# The dangers and joys of automatic parallelization (like in numpy linear algebra routines) and the use of clusters/schedulers (but also on your laptop)
- Go through the [notebook](../parallel.ipynb) to play around with numpy auto-parallelization, CPU affinity and OpenMP thread pool control

- Now we want to submit our code to a cluster, or even just running it in parallel on our own laptop:
  - run [`overcommit.py`](overcommit.py) while monitoring with htop
  - try the [`submit.sh`](submit.sh) script
  - see problems with overcomitting
  - explain the PSI (Pressure Stalled Information) fields in `htop`. Useful readings:
    - https://docs.kernel.org/accounting/psi.html
    - https://facebookmicrosites.github.io/psi/docs/overview
- Discuss implications for local and cluster workflows

# Hands on
- Let's try to make it more quantitative:
  - Write a benchmark in the style of [benchmark_python](../benchmark_python/bench.py)

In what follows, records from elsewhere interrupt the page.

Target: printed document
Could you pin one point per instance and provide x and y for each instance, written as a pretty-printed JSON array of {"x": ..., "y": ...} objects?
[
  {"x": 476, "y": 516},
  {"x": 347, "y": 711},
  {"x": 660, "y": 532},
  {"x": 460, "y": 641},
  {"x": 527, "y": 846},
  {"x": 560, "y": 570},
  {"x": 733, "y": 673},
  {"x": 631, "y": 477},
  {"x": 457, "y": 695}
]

  - We want to assess the performance of matrix multiplication as a function of:
    - the size of the matrix `N`
    - the number of openMP threads `T`, controlled with `threadpoolctl` or by environment variable `OMP_NUM_THREADS`
    - the number of processes `P`, controlled by the [`submit.sh`](submit.sh) script or something similar
- The results will of course depend on the particular architecture of the machine on which you are running
- Submit your benchmark, together with some plotting routines, as a PR to this repo!